By 11 PM, Tracey had given up on the natural path to sleep. She had taken two sleeping aids and lay face up in her bed staring at the ceiling. Time passed slowly and thoughts continued to plague her overly-active psyche.
After a while though, the pills won their battle and Tracey drifted.
~~ ~ ~~
Out in Halston’s field, something stirred. Bathed only in the moon’s light, the field took on a pale glow. A shadowed figure moved from a spot where a gravel road snaked deeper into the farm. It moved slowly as if it floated with the mist.
The figure paused once it reached Tracey Shelton’s badge and stayed there motionless for several minutes. Its head appeared to be bowed in a moment of contemplation.
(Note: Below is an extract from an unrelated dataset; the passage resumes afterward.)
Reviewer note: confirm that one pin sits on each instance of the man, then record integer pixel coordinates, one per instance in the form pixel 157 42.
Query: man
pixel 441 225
From a distance, it looked anything but threatening. In some surreal fairytale fashion, one might say it appeared beautiful or majestic. It had a soft shape, like a warmly cloaked woman and for that trifle of rumination over Tracey’s badge, it was tranquil.
Then it began to move, ever so slowly and methodical at first. It spun in a circular motion along the edge of the downtrodden weed-patch with its front facing the center. A solo dance of sorts
As it completed one ambling revolution, its hands raised and its head seemed to pitch backward, in a heavenly taunt. It held that position and kept spinning, faster and faster.
With each revolution of the circle, it sped up until the mysterious figure became just a blur. Then, this enigmatic energy of a being seemed to dissipate into the mist. The only sign it was ever there was a deafening, high-pitched shrill that pierced the night.
It was now a little after 2 AM and even though Tracey’s mind was traversing through the patterns of sleep, her body was not. Tracey Shelton was standing on her bed, head bowed with palms facing forward. Waiting.